Known as a bustling seat of ancient Tantrism and one of the few remaining places in India that still prides itself in preserving the practices of the occult, very few outside of Assam would know that many centuries ago, Assam was a hotbed of Buddhism too.
Changing trends in religious influences and social metamorphosis might or might not have changed who or how some ancient shrines that have survived till modern day Assam are worshipped today, but artifacts, archaeological findings and word of mouth appear to demonstrate the Buddhism has had its days of glory in ancient Assam.
Beliefs state the Padmasambhava, the founder of Tibetan (also known as Vajrayana) Buddhism, died in Hajo, a town 28 kilometers from Guwahati. Nagarjuna, another leader of Mahayana Buddhism, is said to have erected a Caitya (Memorial) in Hajo around the 1st or 2nd century AD. Some scholars believe that this Caitya was converted into a Hindu temple around the 3rd or 4th century AD. The temple of Hayagriva-Madhava in Hajo is considered a pilgrimage from Southeast Asia.

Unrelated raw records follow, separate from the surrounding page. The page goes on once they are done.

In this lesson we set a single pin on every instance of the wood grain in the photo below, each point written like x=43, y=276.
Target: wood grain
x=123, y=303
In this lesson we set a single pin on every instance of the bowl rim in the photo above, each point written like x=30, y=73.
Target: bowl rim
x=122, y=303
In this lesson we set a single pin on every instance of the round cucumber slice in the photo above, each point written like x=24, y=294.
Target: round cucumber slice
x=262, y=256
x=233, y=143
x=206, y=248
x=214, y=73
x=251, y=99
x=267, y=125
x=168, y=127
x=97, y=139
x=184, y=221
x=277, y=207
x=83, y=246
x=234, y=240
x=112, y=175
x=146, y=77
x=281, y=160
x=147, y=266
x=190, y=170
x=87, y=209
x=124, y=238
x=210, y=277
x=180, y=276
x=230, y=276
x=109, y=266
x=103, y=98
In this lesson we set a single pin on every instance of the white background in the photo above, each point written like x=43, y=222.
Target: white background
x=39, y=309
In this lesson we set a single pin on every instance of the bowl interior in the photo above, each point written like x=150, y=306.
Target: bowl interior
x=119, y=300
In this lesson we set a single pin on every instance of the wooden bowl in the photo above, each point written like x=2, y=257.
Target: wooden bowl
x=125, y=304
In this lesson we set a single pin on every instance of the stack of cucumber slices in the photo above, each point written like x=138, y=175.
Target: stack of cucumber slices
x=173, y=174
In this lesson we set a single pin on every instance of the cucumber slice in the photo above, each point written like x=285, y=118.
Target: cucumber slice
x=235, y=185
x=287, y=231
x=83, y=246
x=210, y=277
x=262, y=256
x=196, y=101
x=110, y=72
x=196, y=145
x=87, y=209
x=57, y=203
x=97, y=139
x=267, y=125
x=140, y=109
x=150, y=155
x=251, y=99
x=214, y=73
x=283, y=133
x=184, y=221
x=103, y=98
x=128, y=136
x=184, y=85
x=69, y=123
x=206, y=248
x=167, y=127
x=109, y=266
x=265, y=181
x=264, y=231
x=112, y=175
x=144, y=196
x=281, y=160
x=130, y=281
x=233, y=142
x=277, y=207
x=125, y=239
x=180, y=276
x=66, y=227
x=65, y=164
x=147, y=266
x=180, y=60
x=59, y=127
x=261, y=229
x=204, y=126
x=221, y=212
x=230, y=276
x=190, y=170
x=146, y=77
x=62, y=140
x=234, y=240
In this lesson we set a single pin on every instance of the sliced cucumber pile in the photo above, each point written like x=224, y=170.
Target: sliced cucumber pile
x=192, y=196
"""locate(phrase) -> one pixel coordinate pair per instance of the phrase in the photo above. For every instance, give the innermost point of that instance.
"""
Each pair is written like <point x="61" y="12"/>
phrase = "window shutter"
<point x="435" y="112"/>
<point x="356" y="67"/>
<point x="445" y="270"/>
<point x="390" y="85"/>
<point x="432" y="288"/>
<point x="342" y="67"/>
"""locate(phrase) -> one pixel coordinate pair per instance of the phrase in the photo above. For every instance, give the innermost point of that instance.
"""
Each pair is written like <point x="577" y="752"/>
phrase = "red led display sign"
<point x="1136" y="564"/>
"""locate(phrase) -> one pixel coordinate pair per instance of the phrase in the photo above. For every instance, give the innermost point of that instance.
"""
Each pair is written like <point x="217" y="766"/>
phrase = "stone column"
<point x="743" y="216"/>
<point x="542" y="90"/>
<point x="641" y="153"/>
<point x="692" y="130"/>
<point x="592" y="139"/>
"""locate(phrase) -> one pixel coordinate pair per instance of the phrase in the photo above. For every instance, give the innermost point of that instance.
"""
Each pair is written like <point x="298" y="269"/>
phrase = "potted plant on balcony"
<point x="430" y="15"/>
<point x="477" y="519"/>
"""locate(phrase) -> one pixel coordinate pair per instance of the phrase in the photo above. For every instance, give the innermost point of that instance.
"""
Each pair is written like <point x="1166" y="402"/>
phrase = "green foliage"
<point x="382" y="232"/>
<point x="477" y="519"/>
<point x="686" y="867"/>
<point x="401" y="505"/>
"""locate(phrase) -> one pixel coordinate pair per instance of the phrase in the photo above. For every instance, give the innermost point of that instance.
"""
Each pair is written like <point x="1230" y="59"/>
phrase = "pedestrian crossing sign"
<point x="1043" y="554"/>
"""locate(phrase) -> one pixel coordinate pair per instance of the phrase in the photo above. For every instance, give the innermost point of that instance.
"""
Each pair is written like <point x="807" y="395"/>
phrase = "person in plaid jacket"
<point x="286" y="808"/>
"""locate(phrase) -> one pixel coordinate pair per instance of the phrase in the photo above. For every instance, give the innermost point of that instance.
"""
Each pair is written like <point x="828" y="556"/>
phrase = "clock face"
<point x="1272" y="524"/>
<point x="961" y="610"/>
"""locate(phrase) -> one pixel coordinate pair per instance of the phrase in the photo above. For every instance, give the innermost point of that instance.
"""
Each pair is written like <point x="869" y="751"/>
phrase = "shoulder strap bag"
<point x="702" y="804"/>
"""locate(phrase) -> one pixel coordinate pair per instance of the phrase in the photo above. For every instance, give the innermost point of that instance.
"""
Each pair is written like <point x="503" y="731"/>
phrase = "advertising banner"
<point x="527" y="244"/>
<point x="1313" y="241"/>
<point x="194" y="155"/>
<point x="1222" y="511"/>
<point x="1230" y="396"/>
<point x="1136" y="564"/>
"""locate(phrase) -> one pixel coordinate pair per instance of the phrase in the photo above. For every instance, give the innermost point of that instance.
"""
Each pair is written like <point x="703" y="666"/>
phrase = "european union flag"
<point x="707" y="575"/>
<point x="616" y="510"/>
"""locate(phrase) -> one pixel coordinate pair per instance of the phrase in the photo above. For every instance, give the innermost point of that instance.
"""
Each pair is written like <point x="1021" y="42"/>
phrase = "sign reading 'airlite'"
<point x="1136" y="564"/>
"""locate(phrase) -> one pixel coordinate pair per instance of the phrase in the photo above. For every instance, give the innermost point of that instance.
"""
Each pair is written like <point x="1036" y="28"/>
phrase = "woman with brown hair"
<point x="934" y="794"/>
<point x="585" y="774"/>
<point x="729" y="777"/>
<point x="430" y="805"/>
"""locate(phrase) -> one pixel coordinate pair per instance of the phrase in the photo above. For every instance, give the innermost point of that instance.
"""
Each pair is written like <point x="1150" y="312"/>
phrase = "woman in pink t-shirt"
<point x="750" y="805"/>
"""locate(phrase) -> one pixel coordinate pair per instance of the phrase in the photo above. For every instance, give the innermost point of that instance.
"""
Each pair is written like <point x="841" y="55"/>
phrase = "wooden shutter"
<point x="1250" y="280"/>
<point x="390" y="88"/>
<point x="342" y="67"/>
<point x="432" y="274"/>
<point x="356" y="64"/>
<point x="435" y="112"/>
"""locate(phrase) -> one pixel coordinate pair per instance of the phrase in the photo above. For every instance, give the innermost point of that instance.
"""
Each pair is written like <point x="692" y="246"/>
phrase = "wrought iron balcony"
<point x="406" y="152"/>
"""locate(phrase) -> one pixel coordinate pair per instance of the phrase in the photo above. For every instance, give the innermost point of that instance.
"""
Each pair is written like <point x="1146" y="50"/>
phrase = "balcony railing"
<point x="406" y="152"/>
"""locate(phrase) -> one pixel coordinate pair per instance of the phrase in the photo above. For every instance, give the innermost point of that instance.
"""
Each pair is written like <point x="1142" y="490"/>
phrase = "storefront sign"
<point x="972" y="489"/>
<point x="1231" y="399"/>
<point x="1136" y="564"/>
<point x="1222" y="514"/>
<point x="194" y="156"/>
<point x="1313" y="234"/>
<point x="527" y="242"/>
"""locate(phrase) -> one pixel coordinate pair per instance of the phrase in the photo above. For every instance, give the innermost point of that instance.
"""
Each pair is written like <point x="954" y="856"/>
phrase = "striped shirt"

The 7th century AD Buddhist traveller Hiuen Tsang from China travelled across Assam during the reign of Bhaskarvarman, who although not a Buddhist himself, had a soft corner for the religion. Scholars vary on Hiuen Tsang's observations on Buddhism in Assam, some saying that he did not find any trace of it, and some stating that he observed it being practised secretly due to its esoteric practices. However, Bhaskarvarman did travel with Hiuen Tsang to the court of King Harsha in Kanauj to attend a large Buddhist conference.